For our first foray into the North Carolina State Park Passport Program, we visited a park very near our home. It’s a short drive from downtown Boone to Meat Camp, NC. While one of the most unique town names, Meat Camp “was the location where hunters stored their dressed animal carcasses until they were ready to return to their homes in the lowlands.” (*3).
The Summit Trail extends from the main parking lot 1.9 miles straight to the top. It’s a gradual uphill hike with many easy switchbacks. Alice was able to hike a majority of it (sans the rocky parts) with relative ease. We stopped after one (1) mile to take in a great view to the north and eat a snack.
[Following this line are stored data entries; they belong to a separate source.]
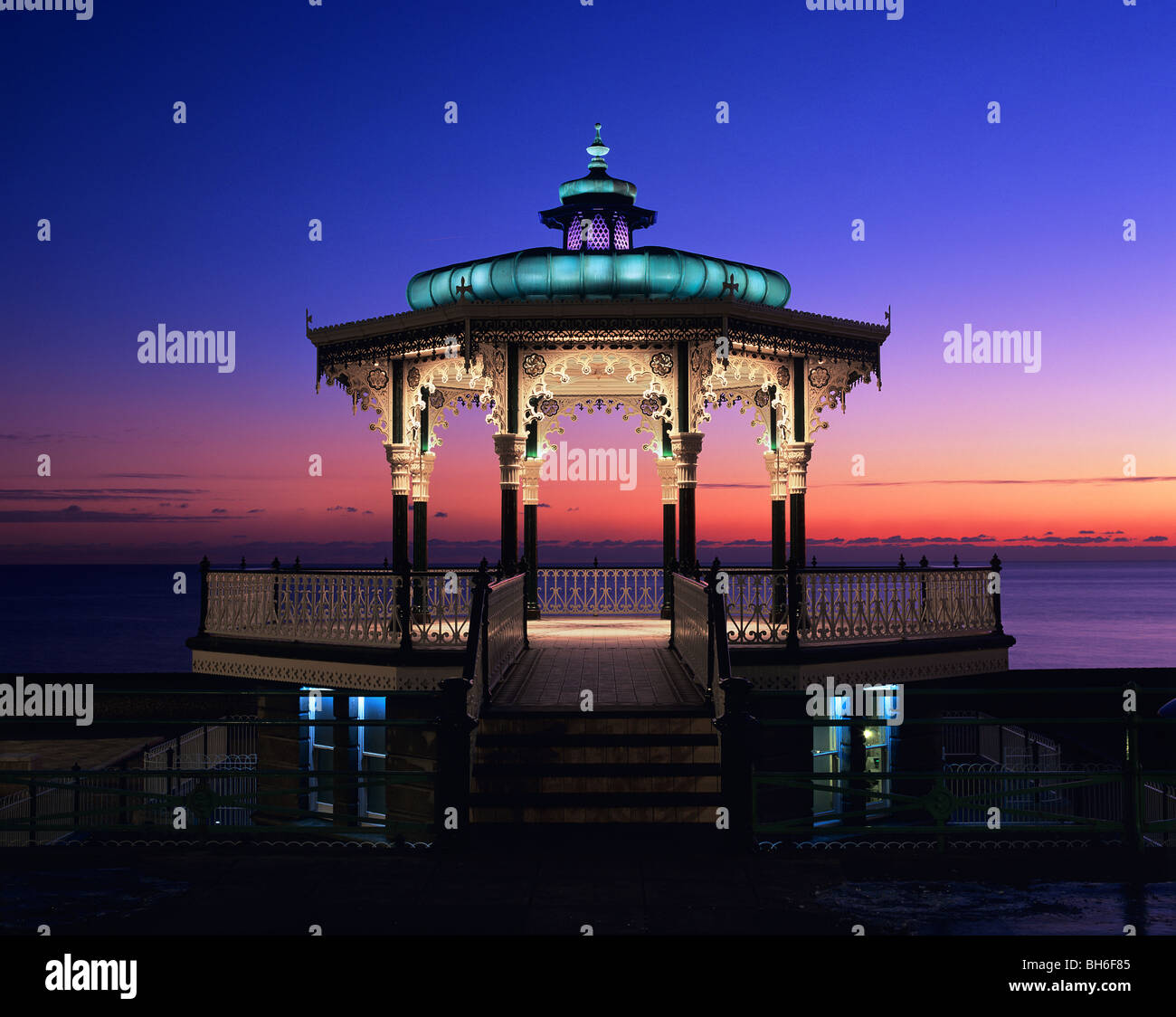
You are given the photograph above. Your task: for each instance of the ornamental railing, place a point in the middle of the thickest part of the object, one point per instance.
(859, 604)
(424, 609)
(506, 628)
(690, 632)
(600, 590)
(441, 604)
(1105, 800)
(318, 605)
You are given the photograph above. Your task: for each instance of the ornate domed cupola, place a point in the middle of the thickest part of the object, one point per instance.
(598, 212)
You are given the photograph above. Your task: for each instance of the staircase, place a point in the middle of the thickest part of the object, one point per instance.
(595, 768)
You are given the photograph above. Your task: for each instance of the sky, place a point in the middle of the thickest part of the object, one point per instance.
(337, 112)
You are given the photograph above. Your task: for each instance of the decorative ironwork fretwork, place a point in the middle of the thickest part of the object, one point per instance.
(600, 592)
(661, 364)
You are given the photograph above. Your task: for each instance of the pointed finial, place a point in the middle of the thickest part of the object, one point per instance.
(598, 150)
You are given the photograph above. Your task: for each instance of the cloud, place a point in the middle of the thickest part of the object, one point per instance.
(1159, 479)
(146, 475)
(97, 494)
(77, 514)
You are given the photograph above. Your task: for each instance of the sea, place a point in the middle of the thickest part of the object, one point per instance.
(126, 619)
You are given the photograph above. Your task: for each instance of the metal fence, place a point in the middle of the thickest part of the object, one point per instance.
(600, 590)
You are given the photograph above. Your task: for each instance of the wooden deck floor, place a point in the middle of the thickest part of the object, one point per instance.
(624, 662)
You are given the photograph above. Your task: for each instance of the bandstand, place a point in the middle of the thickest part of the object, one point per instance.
(530, 341)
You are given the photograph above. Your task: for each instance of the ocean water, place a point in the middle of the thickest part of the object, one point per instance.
(128, 619)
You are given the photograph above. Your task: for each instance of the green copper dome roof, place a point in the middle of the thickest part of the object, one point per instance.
(598, 218)
(547, 273)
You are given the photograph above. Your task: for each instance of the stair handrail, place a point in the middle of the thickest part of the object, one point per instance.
(475, 639)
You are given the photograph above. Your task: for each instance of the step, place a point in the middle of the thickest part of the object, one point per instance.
(618, 781)
(627, 755)
(612, 725)
(595, 808)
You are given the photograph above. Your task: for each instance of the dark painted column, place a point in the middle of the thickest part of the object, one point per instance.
(509, 448)
(280, 748)
(422, 470)
(346, 763)
(399, 455)
(686, 451)
(530, 468)
(777, 476)
(796, 455)
(667, 473)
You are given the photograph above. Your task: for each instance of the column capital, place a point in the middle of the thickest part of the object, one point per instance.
(667, 473)
(422, 470)
(510, 450)
(400, 458)
(687, 444)
(530, 468)
(777, 474)
(796, 455)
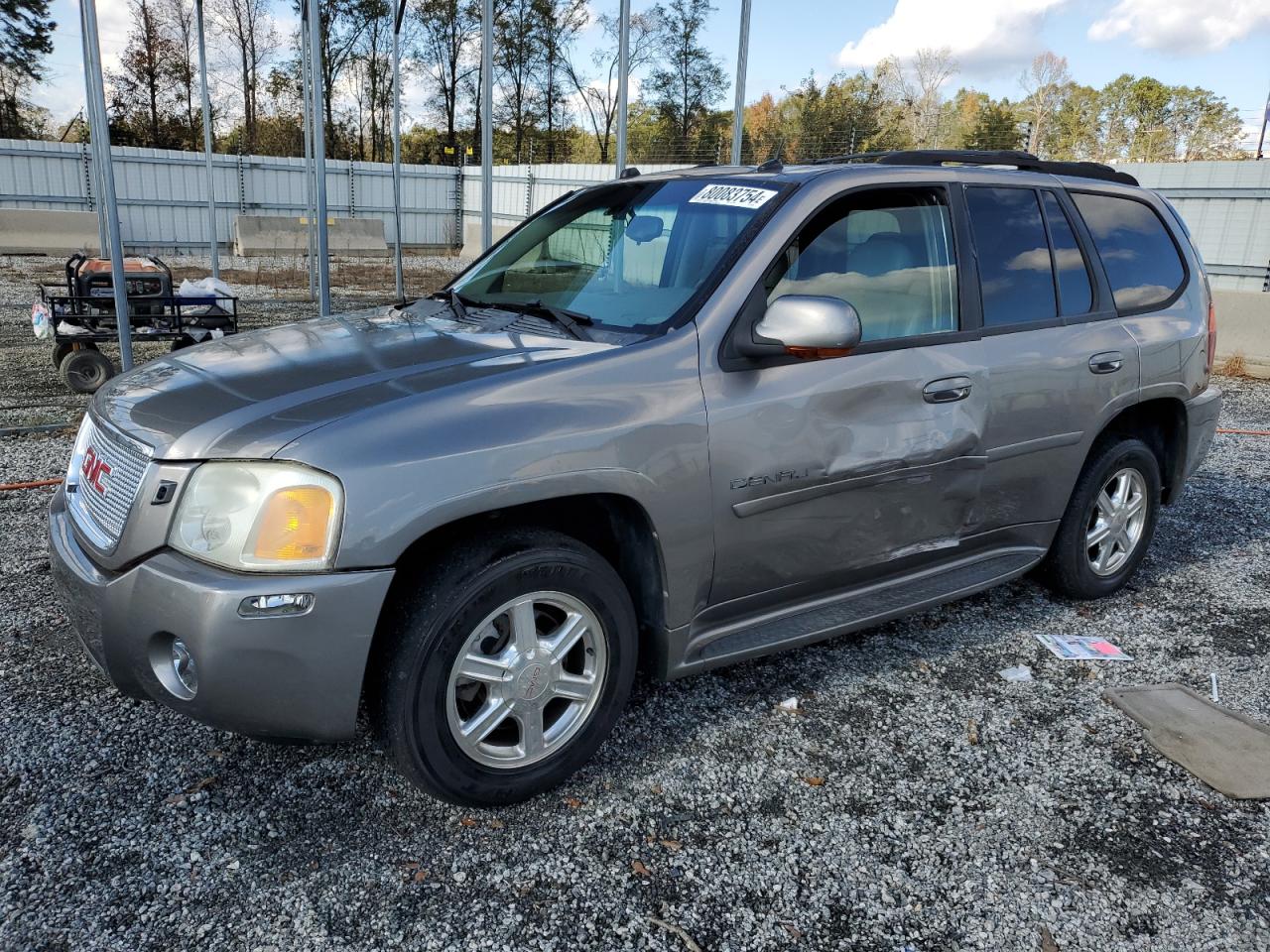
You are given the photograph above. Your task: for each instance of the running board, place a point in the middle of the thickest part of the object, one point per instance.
(861, 608)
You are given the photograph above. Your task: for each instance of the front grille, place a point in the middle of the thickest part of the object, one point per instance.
(103, 480)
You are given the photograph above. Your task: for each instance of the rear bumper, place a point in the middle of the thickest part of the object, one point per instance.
(282, 676)
(1202, 414)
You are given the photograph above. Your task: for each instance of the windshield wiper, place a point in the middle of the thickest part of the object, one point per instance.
(571, 320)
Many people were on the trails for Mother’s Day and we enjoyed many nice conversations with people.
The wildflowers were out and Alice enjoyed stopping at the Trillium to gaze at its beauty. The best park of Elk Knob are the numerous grass fields for the first mile. With the perfect weather it was a great first trip to the N.C. State Parks.
Total mileage is 3.8 miles.
(*3) Sakowski, Carolyn (2011). Touring the Western North Carolina Backroads. John F. Blair.